Павел Коган писал о точности дней, то есть о точном совпадении времени и судьбы. Он верил в то, что судьба его поколения станет легендой.
Он сам уже стал легендарен. Свой портрет, увиденный из наших времен, он очертил в стихах. Строгий, острый взгляд слегка прищуренных глаз. Юноша-поэт, воин, «в двадцать пять внесенный в смертные реляции». (Только на год ошибся. Может быть, вся страна ошиблась на этот год в предвидении войны.) Автор «Бригантины». Она написана была на грани отрочества и юности.
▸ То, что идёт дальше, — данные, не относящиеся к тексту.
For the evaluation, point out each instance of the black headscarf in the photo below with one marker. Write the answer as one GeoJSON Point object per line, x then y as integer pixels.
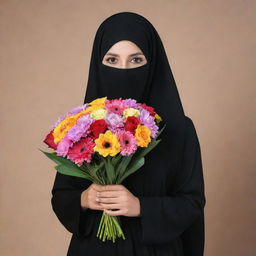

«Бригантину» он всерьез не принимал. Но ее запели. Сперва в дружеских компаниях, потом в ИФЛИ, нашем институте. Пели и другие песни – «О, Сюзанна», «Холодина синяя…», «В тумане расплываются огни…». Была потребность в песнях не только строевых и массовых.
Пели песни, потом забыли. А «Бригантина» осталась, может быть, предвестницей искусства Окуджавы.
Сказать бы тогда Павлу, что из всего им написанного самой известной останется его песенка, он бы рассердился или рассмеялся.